Data taken from Kaggle Medical Cost Personal Dataset and edited to include a square term of age and a “normalized bmi” index (subtracted 21.75 from the bmi to determine the distance from the average healthy bmi)
Insur <- read.csv("insurance.csv")
Insur$age2 <- Insur$age^2
Insur$bmiNorm <- abs(Insur$bmi - 21.75)
head(Insur)
## age sex bmi children smoker region charges age2 bmiNorm
## 1 19 female 27.90 0 yes southwest 16885 361 6.150
## 2 18 male 33.77 1 no southeast 1726 324 12.020
## 3 28 male 33.00 3 no southeast 4449 784 11.250
## 4 33 male 22.70 0 no northwest 21984 1089 0.955
## 5 32 male 28.88 0 no northwest 3867 1024 7.130
## 6 31 female 25.74 0 no southeast 3757 961 3.990
Ins_lm <- lm(charges ~ age + sex + children + smoker + age2 + bmiNorm,data=Insur)
summary(Ins_lm)
##
## Call:
## lm(formula = charges ~ age + sex + children + smoker + age2 +
## bmiNorm, data = Insur)
##
## Residuals:
## Min 1Q Median 3Q Max
## -13877 -2899 -863 1119 30480
##
## Coefficients:
## Estimate Std. Error t value Pr(>|t|)
## (Intercept) -119.44 1476.15 -0.08 0.93553
## age -50.40 81.21 -0.62 0.53493
## sexmale -127.10 332.03 -0.38 0.70194
## children 637.97 143.87 4.43 0.00001 ***
## smokeryes 23823.69 410.92 57.98 < 0.0000000000000002 ***
## age2 3.91 1.01 3.86 0.00012 ***
## bmiNorm 334.90 29.12 11.50 < 0.0000000000000002 ***
## ---
## Signif. codes: 0 '***' 0.001 '**' 0.01 '*' 0.05 '.' 0.1 ' ' 1
##
## Residual standard error: 6050 on 1331 degrees of freedom
## Multiple R-squared: 0.752, Adjusted R-squared: 0.751
## F-statistic: 672 on 6 and 1331 DF, p-value: <0.0000000000000002
pairs(Insur, gap = 0.5)
Based on the summary we can see that the normalized bmi index and whether the person is a smoker or not are the strongest predictors. Let’s perform backwards elimination to narrow the model down a bit.
Ins_lm <- update(Ins_lm, .~. - age, data = Insur)
Ins_lm <- update(Ins_lm, .~. - sex, data = Insur)
summary(Ins_lm)
##
## Call:
## lm(formula = charges ~ children + smoker + age2 + bmiNorm, data = Insur)
##
## Residuals:
## Min 1Q Median 3Q Max
## -13712 -2911 -855 1121 30285
##
## Coefficients:
## Estimate Std.

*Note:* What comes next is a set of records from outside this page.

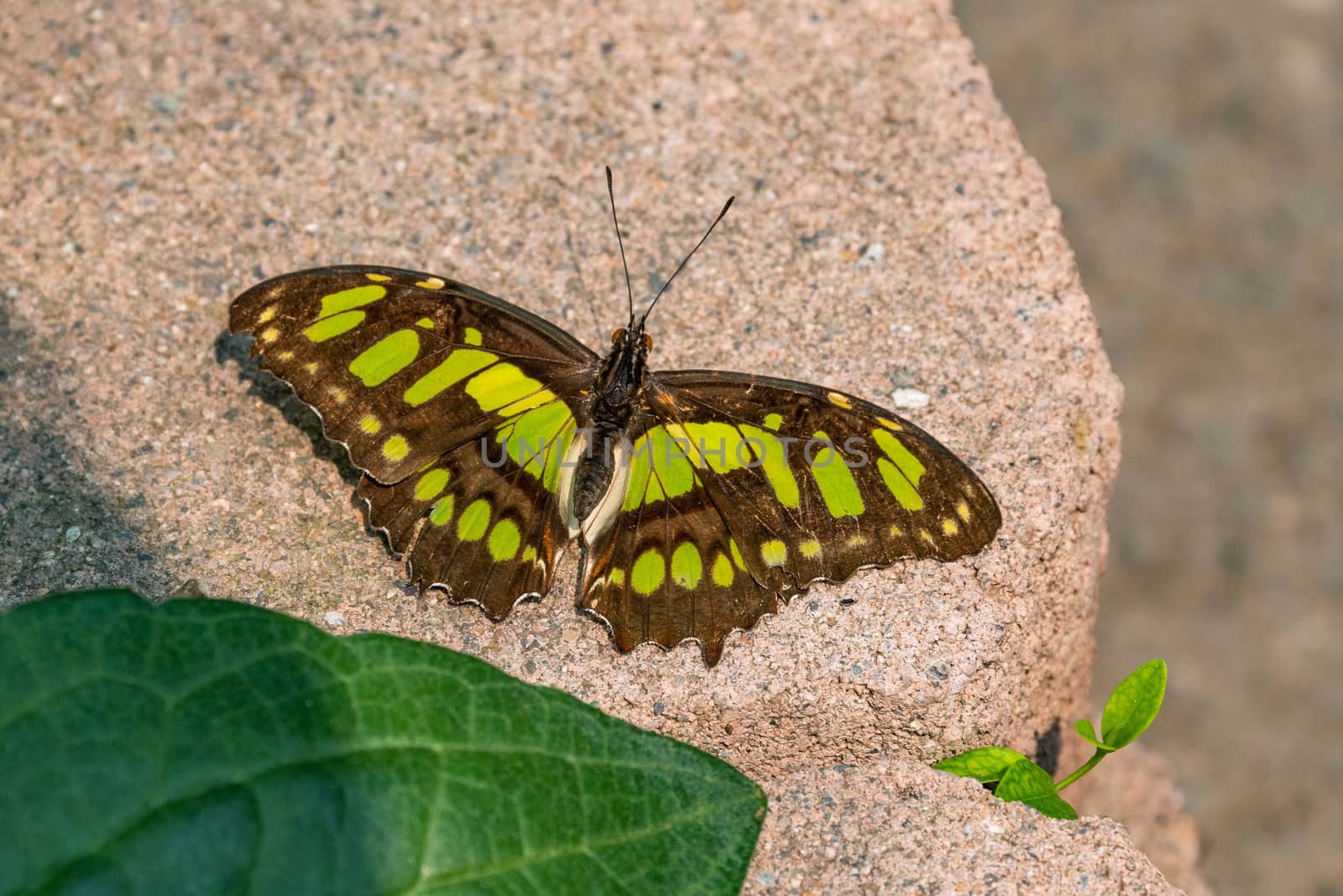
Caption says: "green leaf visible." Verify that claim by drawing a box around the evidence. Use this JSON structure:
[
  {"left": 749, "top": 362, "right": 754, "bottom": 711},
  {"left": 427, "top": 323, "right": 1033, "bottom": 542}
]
[
  {"left": 1100, "top": 660, "right": 1166, "bottom": 750},
  {"left": 1073, "top": 719, "right": 1117, "bottom": 753},
  {"left": 932, "top": 748, "right": 1026, "bottom": 784},
  {"left": 0, "top": 591, "right": 764, "bottom": 894},
  {"left": 994, "top": 759, "right": 1077, "bottom": 818}
]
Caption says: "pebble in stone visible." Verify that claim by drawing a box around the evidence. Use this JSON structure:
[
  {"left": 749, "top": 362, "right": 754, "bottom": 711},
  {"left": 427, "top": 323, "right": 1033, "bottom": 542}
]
[{"left": 891, "top": 388, "right": 928, "bottom": 408}]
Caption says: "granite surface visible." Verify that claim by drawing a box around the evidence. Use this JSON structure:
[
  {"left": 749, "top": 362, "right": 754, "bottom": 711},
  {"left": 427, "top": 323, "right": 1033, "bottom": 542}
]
[
  {"left": 955, "top": 0, "right": 1343, "bottom": 896},
  {"left": 0, "top": 0, "right": 1198, "bottom": 887}
]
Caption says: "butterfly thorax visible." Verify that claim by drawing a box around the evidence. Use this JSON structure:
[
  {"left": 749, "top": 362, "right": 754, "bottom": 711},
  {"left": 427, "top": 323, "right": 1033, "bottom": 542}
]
[{"left": 573, "top": 322, "right": 649, "bottom": 520}]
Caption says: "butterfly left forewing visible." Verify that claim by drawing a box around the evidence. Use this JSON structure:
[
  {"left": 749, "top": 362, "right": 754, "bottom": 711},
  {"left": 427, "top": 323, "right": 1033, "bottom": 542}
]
[
  {"left": 650, "top": 370, "right": 1002, "bottom": 574},
  {"left": 584, "top": 370, "right": 1001, "bottom": 663}
]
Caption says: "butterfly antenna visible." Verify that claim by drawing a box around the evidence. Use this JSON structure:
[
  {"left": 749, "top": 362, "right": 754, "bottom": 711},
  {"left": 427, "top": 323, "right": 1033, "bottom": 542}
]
[
  {"left": 630, "top": 195, "right": 736, "bottom": 326},
  {"left": 606, "top": 165, "right": 634, "bottom": 326}
]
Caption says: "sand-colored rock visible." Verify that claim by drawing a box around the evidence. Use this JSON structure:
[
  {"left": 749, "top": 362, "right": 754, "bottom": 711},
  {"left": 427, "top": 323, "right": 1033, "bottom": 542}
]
[
  {"left": 0, "top": 0, "right": 1198, "bottom": 880},
  {"left": 743, "top": 758, "right": 1182, "bottom": 896}
]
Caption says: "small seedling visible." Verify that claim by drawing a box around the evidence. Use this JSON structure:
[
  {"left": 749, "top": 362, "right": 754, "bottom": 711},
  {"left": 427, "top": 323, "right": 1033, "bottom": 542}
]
[{"left": 932, "top": 660, "right": 1166, "bottom": 818}]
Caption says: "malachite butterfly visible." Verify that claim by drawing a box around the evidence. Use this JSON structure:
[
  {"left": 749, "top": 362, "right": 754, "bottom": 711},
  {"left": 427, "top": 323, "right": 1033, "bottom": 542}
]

Error t value Pr(>|t|)
## (Intercept) -1049.440 423.599 -2.48 0.013 *
## children 610.263 137.104 4.45 0.0000093 ***
## smokeryes 23811.004 409.529 58.14 < 0.0000000000000002 ***
## age2 3.291 0.148 22.30 < 0.0000000000000002 ***
## bmiNorm 334.820 29.064 11.52 < 0.0000000000000002 ***
## ---
## Signif. codes: 0 '***' 0.001 '**' 0.01 '*' 0.05 '.' 0.1 ' ' 1
##
## Residual standard error: 6040 on 1333 degrees of freedom
## Multiple R-squared: 0.752, Adjusted R-squared: 0.751
## F-statistic: 1.01e+03 on 4 and 1333 DF, p-value: <0.0000000000000002
We see here that we have narrowed the factors downt to those with very significant p-values. Our R-squared value indicates we describe 75.2% of the model.
Our model suggests that:
plot(fitted(Ins_lm),resid(Ins_lm))
qqnorm(resid(Ins_lm))
qqline(resid(Ins_lm))
Based on the residual analysis above we see that the data is fairly uniform around 0, but does have a large clumping of data greater than zero. The Q-Q plot does not follow the line well at all.
Based on this we can conclude that this model is not a very good representation of the behavior at the more extreme values (which makes sense as the premiums are more likely to be driven by factors outside of this analysis in cases where they are very large.)